Forum | Documentation | Website | Blog

Skip to content
Snippets Groups Projects
  1. Jul 19, 2024
    • Jason A. Donenfeld's avatar
      random: introduce generic vDSO getrandom() implementation · 4ad10a5f
      Jason A. Donenfeld authored
      
      Provide a generic C vDSO getrandom() implementation, which operates on
      an opaque state returned by vgetrandom_alloc() and produces random bytes
      the same way as getrandom(). This has the following API signature:
      
        ssize_t vgetrandom(void *buffer, size_t len, unsigned int flags,
                           void *opaque_state, size_t opaque_len);
      
      The return value and the first three arguments are the same as ordinary
      getrandom(), while the last two arguments are a pointer to the opaque
      allocated state and its size. Were all five arguments passed to the
      getrandom() syscall, nothing different would happen, and the functions
      would have the exact same behavior.
      
      The actual vDSO RNG algorithm implemented is the same one implemented by
      drivers/char/random.c, using the same fast-erasure techniques as that.

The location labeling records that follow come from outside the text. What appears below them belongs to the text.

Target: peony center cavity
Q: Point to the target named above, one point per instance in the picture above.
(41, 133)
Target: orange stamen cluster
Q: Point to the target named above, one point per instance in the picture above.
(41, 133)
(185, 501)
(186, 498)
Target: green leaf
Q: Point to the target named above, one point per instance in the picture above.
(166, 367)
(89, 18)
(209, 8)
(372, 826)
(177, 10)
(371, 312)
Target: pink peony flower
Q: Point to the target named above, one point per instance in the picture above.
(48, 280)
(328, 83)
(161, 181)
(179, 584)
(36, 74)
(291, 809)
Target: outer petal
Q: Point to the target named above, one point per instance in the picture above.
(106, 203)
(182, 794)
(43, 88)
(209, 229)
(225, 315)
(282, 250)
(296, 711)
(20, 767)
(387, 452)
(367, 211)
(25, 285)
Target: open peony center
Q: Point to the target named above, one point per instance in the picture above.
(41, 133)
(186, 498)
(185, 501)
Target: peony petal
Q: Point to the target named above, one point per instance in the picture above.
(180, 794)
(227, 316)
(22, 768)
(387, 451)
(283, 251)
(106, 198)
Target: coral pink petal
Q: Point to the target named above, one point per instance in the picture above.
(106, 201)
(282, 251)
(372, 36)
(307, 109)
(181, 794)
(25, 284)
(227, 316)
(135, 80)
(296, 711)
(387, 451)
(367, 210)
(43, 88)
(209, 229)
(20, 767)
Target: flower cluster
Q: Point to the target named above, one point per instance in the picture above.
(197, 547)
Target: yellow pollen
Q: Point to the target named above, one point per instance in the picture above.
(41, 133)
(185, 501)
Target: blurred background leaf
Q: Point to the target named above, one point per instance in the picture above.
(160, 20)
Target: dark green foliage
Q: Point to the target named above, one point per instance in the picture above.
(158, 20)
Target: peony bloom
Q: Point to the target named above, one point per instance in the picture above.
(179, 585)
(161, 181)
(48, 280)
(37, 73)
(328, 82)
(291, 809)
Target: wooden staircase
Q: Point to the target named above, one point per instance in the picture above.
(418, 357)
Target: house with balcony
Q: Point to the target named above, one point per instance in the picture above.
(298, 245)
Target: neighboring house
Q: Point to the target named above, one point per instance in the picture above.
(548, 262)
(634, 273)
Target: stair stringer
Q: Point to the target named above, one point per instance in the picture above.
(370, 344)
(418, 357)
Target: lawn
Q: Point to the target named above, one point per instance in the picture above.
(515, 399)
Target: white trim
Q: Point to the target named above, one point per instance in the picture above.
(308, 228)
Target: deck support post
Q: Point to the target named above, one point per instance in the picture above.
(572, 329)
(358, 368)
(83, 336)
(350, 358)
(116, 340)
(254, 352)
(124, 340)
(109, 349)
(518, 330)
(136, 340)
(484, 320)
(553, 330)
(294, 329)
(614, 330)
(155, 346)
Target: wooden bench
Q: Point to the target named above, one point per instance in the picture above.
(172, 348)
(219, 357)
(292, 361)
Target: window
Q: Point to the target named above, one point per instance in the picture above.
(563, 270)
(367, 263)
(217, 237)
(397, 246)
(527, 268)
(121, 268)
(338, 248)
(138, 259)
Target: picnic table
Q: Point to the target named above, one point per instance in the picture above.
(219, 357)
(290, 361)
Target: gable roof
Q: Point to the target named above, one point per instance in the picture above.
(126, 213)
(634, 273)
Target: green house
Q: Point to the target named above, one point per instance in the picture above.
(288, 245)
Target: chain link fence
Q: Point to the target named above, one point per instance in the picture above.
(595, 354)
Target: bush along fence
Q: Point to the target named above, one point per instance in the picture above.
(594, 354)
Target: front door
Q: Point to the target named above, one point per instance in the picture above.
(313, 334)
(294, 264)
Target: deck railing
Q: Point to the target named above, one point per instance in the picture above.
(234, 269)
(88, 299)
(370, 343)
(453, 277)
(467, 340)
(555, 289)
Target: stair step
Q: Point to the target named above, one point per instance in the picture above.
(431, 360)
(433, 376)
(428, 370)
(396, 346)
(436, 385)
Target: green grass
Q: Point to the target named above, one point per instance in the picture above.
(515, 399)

      Should the in-kernel implementation change, so too will the vDSO one.
      
      It requires an implementation of ChaCha20 that does not use any stack,
      in order to maintain forward secrecy if a multi-threaded program forks
      (though this does not account for a similar issue with SA_SIGINFO
      copying registers to the stack), so this is left as an
      architecture-specific fill-in. Stack-less ChaCha20 is an easy algorithm
      to implement on a variety of architectures, so this shouldn't be too
      onerous.
      
      Initially, the state is keyless, and so the first call makes a
      getrandom() syscall to generate that key, and then uses it for
      subsequent calls. By keeping track of a generation counter, it knows
      when its key is invalidated and it should fetch a new one using the
      syscall. Later, more than just a generation counter might be used.
      
      Since MADV_WIPEONFORK is set on the opaque state, the key and related
      state is wiped during a fork(), so secrets don't roll over into new
      processes, and the same state doesn't accidentally generate the same
      random stream. The generation counter, as well, is always >0, so that
      the 0 counter is a useful indication of a fork() or otherwise
      uninitialized state.
      
      If the kernel RNG is not yet initialized, then the vDSO always calls the
      syscall, because that behavior cannot be emulated in userspace, but
      fortunately that state is short lived and only during early boot. If it
      has been initialized, then there is no need to inspect the `flags`
      argument, because the behavior does not change post-initialization
      regardless of the `flags` value.
      
      Since the opaque state passed to it is mutated, vDSO getrandom() is not
      reentrant, when used with the same opaque state, which libc should be
      mindful of.
      
      The function works over an opaque per-thread state of a particular size,
      which must be marked VM_WIPEONFORK, VM_DONTDUMP, VM_NORESERVE, and
      VM_DROPPABLE for proper operation. Over time, the nuances of these
      allocations may change or grow or even differ based on architectural
      features.
      
      The opaque state passed to vDSO getrandom() must be allocated using the
      mmap_flags and mmap_prot parameters provided by the vgetrandom_opaque_params
      struct, which also contains the size of each state. That struct can be
      obtained with a call to vgetrandom(NULL, 0, 0, &params, ~0UL). Then,
      libc can call mmap(2) and slice up the returned array into a state per
      each thread, while ensuring that no single state straddles a page
      boundary. Libc is expected to allocate a chunk of these on first use,
      and then dole them out to threads as they're created, allocating more
      when needed.
      
      vDSO getrandom() provides the ability for userspace to generate random
      bytes quickly and safely, and is intended to be integrated into libc's
      thread management. As an illustrative example, the introduced code in
      the vdso_test_getrandom self test later in this series might be used to
      do the same outside of libc. In a libc the various pthread-isms are
      expected to be elided into libc internals.
      
      Reviewed-by: default avatarThomas Gleixner <tglx@linutronix.de>
      Signed-off-by: default avatarJason A. Donenfeld <Jason@zx2c4.com>
      4ad10a5f
    • Yang Yang's avatar
      sbitmap: fix io hung due to race on sbitmap_word::cleared · 72d04bdc
      Yang Yang authored
      Configuration for sbq:
        depth=64, wake_batch=6, shift=6, map_nr=1
      
      1. There are 64 requests in progress:
        map->word = 0xFFFFFFFFFFFFFFFF
      2. After all the 64 requests complete, and no more requests come:
        map->word = 0xFFFFFFFFFFFFFFFF, map->cleared = 0xFFFFFFFFFFFFFFFF
      3. Now two tasks try to allocate requests:
        T1:                                       T2:
        __blk_mq_get_tag                          .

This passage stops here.